What can realistically be done to achieve this? It doesn't need to be left to governments and funding agencies. PLOS has been at the forefront of developing new Article-Level Metrics [12][14], and we encourage you to take a look at these measures not just on PLOS articles but on other publishers' sites where they are also being developed (e.g. Frontiers and Nature). Eyre-Walker and Stoletzki's study looks at only three metrics – postpublication subjective assessment, citations, and the IF. As one reviewer noted, they do not consider other article-level metrics, such as the number of views, researcher bookmarking, social media discussions, mentions in the popular press, or the actual outcomes of the work (e.g. for practice and policy).
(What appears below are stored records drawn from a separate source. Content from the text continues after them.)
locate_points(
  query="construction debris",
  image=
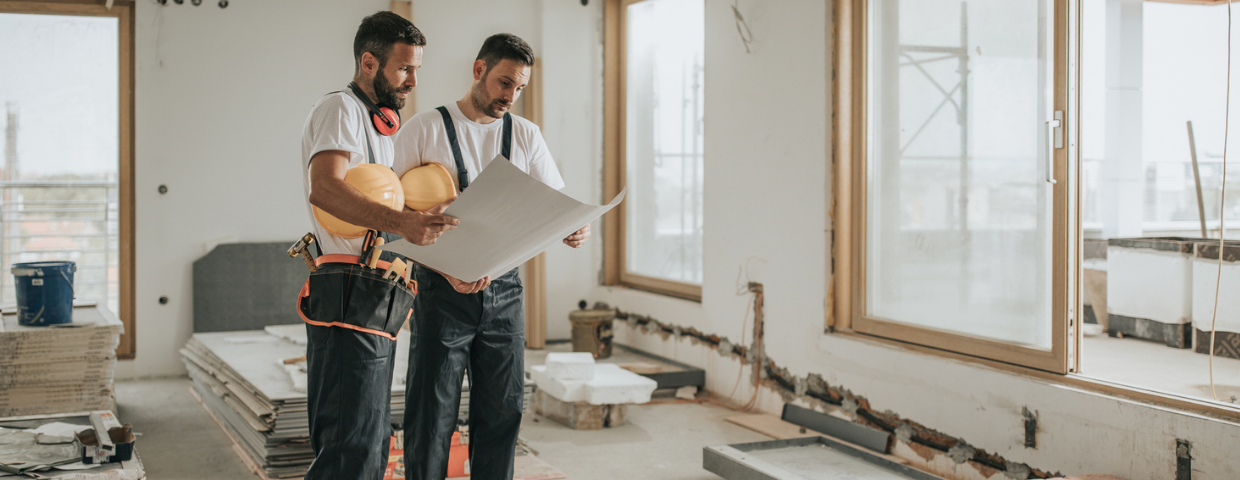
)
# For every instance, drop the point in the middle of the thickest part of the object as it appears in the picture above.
(261, 401)
(68, 367)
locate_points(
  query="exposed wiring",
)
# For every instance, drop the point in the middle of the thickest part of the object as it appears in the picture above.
(740, 372)
(743, 27)
(1223, 192)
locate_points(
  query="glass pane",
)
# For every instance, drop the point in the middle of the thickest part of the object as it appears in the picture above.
(60, 94)
(664, 139)
(959, 223)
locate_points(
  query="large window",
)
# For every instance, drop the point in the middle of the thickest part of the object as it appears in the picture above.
(655, 140)
(66, 192)
(960, 197)
(1013, 177)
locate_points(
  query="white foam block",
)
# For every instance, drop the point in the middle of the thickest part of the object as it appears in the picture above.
(610, 385)
(571, 366)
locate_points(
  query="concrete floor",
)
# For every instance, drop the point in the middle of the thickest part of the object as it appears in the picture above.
(180, 442)
(1156, 366)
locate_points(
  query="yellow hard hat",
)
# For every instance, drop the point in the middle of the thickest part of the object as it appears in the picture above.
(427, 186)
(376, 182)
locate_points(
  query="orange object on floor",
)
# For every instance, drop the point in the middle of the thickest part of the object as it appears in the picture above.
(458, 458)
(396, 459)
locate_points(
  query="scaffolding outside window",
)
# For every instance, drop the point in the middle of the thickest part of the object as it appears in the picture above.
(659, 144)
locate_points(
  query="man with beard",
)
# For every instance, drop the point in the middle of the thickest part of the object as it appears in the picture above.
(475, 328)
(349, 366)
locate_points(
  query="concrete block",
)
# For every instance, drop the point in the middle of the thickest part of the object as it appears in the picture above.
(610, 385)
(571, 366)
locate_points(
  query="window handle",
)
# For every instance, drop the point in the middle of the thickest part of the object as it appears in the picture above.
(1055, 135)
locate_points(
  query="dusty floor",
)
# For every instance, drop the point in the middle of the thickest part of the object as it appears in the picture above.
(1156, 366)
(180, 442)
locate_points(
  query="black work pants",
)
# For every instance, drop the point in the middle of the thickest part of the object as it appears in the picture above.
(349, 395)
(482, 334)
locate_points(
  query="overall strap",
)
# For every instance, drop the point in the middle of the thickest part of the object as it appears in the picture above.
(461, 174)
(370, 151)
(507, 137)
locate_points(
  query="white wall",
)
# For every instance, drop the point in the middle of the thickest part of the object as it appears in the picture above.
(768, 197)
(455, 31)
(221, 98)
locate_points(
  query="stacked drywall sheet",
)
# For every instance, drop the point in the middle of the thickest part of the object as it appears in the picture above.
(58, 368)
(242, 378)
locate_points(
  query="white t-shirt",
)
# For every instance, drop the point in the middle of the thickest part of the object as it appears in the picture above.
(423, 139)
(339, 122)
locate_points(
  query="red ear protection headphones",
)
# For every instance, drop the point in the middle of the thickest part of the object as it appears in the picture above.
(385, 119)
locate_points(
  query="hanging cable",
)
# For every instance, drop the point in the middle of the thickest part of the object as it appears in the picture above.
(742, 26)
(1223, 194)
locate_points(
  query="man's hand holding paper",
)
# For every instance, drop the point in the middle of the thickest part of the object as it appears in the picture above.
(506, 218)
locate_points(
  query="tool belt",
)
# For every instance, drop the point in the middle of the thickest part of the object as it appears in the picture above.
(345, 293)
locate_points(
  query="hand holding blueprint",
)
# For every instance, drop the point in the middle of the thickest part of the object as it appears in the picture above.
(507, 217)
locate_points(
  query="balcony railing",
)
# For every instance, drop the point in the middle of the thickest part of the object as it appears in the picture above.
(62, 220)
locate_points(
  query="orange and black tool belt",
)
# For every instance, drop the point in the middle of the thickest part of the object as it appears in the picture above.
(346, 293)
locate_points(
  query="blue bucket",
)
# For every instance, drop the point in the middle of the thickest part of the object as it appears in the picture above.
(45, 293)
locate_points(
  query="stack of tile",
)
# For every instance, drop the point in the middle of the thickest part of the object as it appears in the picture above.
(243, 381)
(58, 368)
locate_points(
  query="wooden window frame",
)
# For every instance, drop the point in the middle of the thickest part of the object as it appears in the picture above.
(850, 148)
(848, 142)
(123, 10)
(614, 173)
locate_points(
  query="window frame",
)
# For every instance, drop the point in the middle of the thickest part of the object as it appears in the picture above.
(848, 142)
(614, 171)
(123, 10)
(850, 94)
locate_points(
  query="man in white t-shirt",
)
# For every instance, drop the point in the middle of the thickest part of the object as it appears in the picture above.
(475, 328)
(351, 345)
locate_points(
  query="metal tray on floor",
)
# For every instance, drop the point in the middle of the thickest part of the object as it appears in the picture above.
(811, 458)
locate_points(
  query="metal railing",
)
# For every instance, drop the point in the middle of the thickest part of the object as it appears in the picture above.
(62, 220)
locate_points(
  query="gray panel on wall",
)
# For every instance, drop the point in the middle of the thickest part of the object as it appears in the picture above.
(247, 287)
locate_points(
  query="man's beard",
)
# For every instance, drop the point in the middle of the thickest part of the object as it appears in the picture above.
(481, 103)
(386, 93)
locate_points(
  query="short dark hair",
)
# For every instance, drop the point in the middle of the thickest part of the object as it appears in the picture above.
(378, 32)
(505, 46)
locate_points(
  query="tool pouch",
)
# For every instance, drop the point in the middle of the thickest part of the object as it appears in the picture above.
(354, 297)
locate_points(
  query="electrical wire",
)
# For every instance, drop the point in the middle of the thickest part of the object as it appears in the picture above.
(742, 26)
(1223, 192)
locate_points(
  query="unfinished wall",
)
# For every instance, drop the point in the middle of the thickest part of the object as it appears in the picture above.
(766, 205)
(222, 98)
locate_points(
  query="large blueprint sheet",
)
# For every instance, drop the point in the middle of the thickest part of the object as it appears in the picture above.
(507, 217)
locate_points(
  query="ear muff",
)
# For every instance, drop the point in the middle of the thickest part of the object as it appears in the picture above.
(385, 119)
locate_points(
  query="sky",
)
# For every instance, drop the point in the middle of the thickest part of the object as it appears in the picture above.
(60, 73)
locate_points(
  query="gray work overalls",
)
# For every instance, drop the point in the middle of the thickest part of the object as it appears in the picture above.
(481, 334)
(352, 318)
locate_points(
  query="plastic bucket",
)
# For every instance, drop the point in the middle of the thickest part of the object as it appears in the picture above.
(45, 293)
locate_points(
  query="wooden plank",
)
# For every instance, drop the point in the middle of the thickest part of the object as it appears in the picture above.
(613, 135)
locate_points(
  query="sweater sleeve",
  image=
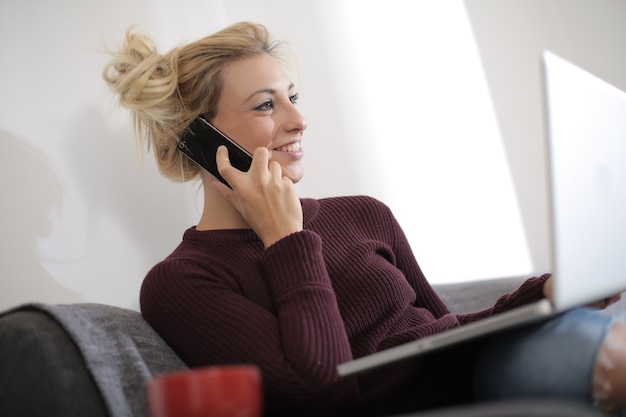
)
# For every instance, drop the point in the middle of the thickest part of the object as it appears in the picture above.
(297, 346)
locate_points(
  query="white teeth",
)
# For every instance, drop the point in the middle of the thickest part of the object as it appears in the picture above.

Start using these where you can (e.g. using ImpactStory [15],[16]) and even evaluate the metrics themselves (all PLOS metric data can be downloaded).

You can also sign the San Francisco Declaration on Research Assessment (DORA [17]), which calls on funders, institutions, publishers, and researchers to stop using journal-based metrics, such as the IF, as the criteria to reach hiring, tenure, and promotion decisions, but rather to consider a broad range of impact measures that focus on the scientific content of the individual paper. You will be in good company—there were 83 original signatory organisations, including publishers (e.g. PLOS), societies such as AAAS (who publish Science), and funders such as the Wellcome Trust.

Initiatives like DORA, papers like Eyre-Walker and Stoletzki's, and the emerging field of “altmetrics” [18][25] will eventually shift the culture and identify multivariate metrics that are more appropriate to 21st Century science. Do what you can today; help disrupt and redesign the scientific norms around how we assess, search, and filter science.